My company is using Microsoft Dynamic CRM 2011 and want to customize some features. A customization as described below:
“There is the password field of the Account ( used to login our company website). The password is only visible to account’s owner or to sale manager or to sales admin.”
How can I do that, that seem Field Security in MSCRM 2011 only support for User and Team. Please tell me how to do ( even by programming).
Field Security would be great for particular roles (sales manager etc) but not for "context aware" scenarios eg for the owner of the record.
Your best bet would be to create a custom entity for Password, make the primary field (name by default) NOT business required.
Create an N:1 relationship to Account, make the relationship "Parental" and make the lookup field Business Required. You will now see "Password" in the left navigation of the Account.

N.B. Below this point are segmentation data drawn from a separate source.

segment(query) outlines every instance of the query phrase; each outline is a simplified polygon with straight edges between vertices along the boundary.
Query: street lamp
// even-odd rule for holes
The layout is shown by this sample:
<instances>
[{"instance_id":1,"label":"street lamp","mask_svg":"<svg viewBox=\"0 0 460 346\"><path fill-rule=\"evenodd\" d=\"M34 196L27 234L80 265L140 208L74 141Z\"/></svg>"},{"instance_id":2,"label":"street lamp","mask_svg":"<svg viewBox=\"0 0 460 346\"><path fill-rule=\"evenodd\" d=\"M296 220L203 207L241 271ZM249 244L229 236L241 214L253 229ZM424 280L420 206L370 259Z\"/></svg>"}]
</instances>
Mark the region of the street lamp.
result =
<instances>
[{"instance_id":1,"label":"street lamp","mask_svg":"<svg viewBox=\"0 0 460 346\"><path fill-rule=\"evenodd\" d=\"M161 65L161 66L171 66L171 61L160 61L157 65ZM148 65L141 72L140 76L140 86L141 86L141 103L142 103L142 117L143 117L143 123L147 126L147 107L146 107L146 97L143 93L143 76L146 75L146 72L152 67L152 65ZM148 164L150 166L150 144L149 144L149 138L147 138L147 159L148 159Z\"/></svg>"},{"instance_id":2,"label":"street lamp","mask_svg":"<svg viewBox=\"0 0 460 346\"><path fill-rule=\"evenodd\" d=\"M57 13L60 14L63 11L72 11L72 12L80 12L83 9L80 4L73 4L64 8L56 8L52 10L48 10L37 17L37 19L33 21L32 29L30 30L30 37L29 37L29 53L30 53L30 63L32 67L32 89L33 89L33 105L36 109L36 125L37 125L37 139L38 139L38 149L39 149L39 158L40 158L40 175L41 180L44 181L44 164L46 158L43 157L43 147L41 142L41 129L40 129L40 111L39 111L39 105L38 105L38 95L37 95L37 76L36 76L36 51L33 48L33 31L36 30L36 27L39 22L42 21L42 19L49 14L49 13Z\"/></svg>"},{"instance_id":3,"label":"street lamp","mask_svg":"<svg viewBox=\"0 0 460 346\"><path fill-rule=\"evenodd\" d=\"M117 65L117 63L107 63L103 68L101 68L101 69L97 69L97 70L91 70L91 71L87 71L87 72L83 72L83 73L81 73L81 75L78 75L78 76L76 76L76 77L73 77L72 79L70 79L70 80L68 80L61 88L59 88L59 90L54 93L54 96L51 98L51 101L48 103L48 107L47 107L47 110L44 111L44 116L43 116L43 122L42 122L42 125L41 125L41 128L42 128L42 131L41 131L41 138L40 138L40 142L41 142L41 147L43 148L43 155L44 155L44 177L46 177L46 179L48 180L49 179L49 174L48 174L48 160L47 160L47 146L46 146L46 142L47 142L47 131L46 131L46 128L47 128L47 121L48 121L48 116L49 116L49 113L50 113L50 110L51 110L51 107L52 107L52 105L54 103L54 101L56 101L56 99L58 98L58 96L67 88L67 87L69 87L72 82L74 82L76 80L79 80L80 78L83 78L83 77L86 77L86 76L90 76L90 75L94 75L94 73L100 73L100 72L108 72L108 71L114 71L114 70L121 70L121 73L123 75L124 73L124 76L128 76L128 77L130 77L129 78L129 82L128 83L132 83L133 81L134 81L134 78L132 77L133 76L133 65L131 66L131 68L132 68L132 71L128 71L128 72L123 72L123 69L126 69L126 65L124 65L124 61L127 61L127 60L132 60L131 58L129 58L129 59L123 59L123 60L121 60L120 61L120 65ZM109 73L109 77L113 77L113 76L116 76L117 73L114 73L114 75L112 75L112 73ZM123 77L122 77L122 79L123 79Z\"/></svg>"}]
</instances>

Edit Password form to have lookup to Account, and add text field for the password itself, and make the "name" field not visible by default so you can ignore it.
Create a security role (or edit existing ones) to give User level access rights to Password for the read, create, update, assign, and append privileges. Amend sales manager role to allow to read all Password records.
The parental relationship will mean that if an Account is re-assigned then so will the child Password record. But, someone could create a password record (so they own it) and link it to an Account (even one they don't own, possibly), without changing the owner to match the parent. So, create a workflow on the Password record create, re-parent or re-assign which will change the owner to the same as the parent account to tidy up this situation.
Edit the associated view for passwords to show the password field. Edit other views as required. (If you really want password visible on the Account form directly, use an inline grid set to use a minimum of space, no view selector etc. Still takes up far too much though, in reality.)
Hope this helps
This would be possible by using javascript.
Firstly, set the password field to not be visible by default - this will stop it appearing initially so that a user without permissions might see it (even briefly).
Secondly, provide a javascript function to look up the logged in user's roles. There are many ways of doing this, each with its own advantages and disadvantages. This link has a couple of ways you could use.
Thirdly, use this function and some extra javascript to check for the owner field to make the field visible/invisible.
As an example:
function CanUserSeePassword() {
var loggedInUserGuid = USER_ID;//USER_ID is built in CRM constant
if (RetrieveUserRoles(loggedInUserGuid)) {
SetPasswordFieldVisibility(true);
}
else {
var ownerGuid = Xrm.Page.getAttribute('ownerid').getValue()[0].id;
SetPasswordFieldVisibility(ownerGuid == USER_ID);
}
}
function SetPasswordFieldVisibility(isVisible) {
Xrm.Page.getAttribute('new_password').setVisible(isVisible);
}
function RetrieveUserRoles() {
//use code from link above to return a bool, either user is in appropriate security role, or is not
}
Bit rough 'n' ready, but will do the job.